Autisten fallen vom Verhalten gegenüber ihrer Mitmenschen häufig unangenehm auf. Woran das liegt? Nun, ganz einfach. Wenn man nicht erkennen kann, dass eine Person gerade wütend ist - kann es eben passieren, dass man sie unbewusst auch noch provoziert. Wenn wir nicht erkennen, dass es der Person gerade nicht gut geht, können wir keine Rücksicht nehmen und verhalten uns in der Regel einfach ganz normal. Es ist ja nun weiß Gott nicht so, dass wir unsere Mitmenschen gern verletzen, etc. Wir haben es nur einfach ungleich schwerer, uns korrekt zu verhalten, weil korrektes Verhalten in dem Fall raten gleich kommt.

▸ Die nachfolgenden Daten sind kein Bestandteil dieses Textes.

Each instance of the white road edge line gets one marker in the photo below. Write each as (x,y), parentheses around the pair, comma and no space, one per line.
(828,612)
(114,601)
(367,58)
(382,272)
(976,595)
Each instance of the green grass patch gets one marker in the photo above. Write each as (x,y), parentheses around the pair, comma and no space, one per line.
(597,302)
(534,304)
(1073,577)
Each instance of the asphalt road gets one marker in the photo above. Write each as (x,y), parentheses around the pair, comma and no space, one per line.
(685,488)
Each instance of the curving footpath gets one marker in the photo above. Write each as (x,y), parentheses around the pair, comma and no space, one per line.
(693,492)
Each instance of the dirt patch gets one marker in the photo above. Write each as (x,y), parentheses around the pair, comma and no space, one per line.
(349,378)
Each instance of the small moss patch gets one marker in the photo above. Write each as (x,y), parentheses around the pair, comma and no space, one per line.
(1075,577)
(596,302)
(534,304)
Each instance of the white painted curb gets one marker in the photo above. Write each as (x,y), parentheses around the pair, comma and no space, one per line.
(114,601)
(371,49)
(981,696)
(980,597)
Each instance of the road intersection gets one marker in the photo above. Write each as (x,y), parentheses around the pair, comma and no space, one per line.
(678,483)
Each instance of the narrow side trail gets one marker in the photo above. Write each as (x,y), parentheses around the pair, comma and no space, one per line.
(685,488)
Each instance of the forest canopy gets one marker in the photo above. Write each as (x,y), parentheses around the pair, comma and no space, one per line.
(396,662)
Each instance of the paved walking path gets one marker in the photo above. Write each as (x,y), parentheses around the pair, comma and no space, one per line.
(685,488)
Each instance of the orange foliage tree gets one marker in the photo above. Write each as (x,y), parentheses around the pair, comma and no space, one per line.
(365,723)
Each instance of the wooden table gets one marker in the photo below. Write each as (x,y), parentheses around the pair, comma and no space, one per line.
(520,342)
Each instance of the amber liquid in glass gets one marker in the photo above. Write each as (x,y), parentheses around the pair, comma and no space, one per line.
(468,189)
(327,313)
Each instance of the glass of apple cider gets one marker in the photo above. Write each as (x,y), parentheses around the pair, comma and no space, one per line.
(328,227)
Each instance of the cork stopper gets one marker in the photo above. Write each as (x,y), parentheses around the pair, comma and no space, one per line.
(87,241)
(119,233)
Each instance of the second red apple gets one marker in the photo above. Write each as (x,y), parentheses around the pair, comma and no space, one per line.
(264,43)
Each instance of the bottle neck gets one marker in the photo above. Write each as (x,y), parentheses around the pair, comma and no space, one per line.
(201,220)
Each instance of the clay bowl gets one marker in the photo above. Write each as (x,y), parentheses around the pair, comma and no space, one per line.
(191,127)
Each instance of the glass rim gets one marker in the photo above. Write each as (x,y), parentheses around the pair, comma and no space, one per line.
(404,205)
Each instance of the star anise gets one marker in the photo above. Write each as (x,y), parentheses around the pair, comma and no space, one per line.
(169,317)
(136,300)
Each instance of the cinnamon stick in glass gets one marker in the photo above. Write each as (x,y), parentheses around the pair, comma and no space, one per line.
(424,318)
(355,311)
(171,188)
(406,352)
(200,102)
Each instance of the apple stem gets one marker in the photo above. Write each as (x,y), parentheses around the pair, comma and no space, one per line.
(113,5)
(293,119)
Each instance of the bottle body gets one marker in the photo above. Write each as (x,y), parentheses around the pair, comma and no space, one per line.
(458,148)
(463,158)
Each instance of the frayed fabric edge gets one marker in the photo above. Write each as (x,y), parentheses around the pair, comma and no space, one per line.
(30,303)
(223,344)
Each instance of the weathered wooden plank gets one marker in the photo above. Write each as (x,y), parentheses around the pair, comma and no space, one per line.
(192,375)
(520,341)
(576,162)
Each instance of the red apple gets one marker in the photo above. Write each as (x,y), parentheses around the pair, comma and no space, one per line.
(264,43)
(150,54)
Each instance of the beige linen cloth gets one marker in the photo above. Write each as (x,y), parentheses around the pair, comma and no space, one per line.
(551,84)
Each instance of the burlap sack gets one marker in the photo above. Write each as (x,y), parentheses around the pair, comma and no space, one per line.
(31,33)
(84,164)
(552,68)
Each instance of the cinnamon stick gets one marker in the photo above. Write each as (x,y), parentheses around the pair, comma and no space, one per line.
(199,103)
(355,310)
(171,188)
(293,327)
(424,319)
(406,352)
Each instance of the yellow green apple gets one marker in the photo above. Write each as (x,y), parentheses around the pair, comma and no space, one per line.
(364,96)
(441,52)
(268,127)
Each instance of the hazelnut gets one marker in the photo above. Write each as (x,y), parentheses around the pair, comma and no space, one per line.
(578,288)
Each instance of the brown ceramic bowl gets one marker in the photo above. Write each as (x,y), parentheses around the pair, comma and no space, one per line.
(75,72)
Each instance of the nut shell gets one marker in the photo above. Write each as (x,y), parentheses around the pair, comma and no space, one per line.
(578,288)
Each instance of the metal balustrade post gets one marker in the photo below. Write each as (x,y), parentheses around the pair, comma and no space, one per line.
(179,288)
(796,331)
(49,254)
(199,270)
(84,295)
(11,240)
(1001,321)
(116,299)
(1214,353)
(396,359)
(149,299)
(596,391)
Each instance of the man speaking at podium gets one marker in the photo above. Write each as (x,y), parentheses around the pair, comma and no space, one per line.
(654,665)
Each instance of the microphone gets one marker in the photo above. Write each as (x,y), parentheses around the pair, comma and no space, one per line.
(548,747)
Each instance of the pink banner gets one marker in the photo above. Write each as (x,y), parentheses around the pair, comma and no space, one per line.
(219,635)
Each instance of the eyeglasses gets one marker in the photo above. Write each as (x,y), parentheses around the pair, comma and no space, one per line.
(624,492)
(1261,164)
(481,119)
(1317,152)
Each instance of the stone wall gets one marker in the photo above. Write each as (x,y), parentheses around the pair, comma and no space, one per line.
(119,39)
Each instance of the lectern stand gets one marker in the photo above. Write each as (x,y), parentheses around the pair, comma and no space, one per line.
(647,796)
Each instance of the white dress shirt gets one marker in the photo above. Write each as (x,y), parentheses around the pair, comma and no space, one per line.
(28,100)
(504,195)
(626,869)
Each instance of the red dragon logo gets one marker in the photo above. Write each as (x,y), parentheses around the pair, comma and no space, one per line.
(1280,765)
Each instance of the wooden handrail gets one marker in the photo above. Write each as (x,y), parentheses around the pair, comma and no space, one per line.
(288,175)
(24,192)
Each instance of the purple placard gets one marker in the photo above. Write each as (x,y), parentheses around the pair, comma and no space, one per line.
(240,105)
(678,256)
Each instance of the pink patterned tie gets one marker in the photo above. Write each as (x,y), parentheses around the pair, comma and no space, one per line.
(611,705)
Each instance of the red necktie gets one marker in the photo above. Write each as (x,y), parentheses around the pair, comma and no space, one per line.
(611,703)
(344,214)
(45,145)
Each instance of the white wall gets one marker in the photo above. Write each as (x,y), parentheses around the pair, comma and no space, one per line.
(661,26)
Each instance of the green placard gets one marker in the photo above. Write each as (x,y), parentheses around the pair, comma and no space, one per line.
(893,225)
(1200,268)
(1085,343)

Außerdem ist es unglaublich anstrengend die ganze Zeit Informationen durch Mimik und Gestik ausgesetzt zu sein, die man aber überhaupt nicht verwerten kann. Es handelt sich hierbei tatsächlich um eine Art Fremdsprache. Neurotypen entnehmen Mimik und Gestik teilweise mehr als Worten! Man sagt ja teilweise auch "Blicke sagen mehr als tausend Worte". Sie sprechen die Sprache der Mimik und Gestik nahezu fließend. Uns dagegen fehlen dadurch extrem viele Informationen, die wir uns mühsam aus allen möglichen Kleinteilen zusammenpuzzlen müssen.  Natürlich versuchen wir zusätzlich den Gesichtsausdruck zu verstehen, leider habe ich schon ein paar Mal die Erfahrung gemacht, dass Menschen wie ein Stein gucken, wenn sie traurig sind oder Schmerzen haben. So einen Gesichtsausdruck haben wir aber nicht in der Datenbank und wissen darum erst Recht nicht, was gerade Phase ist. Es ist total furchtbar nicht zu erkennen, wie es unseren Lieblingsmenschen geht... 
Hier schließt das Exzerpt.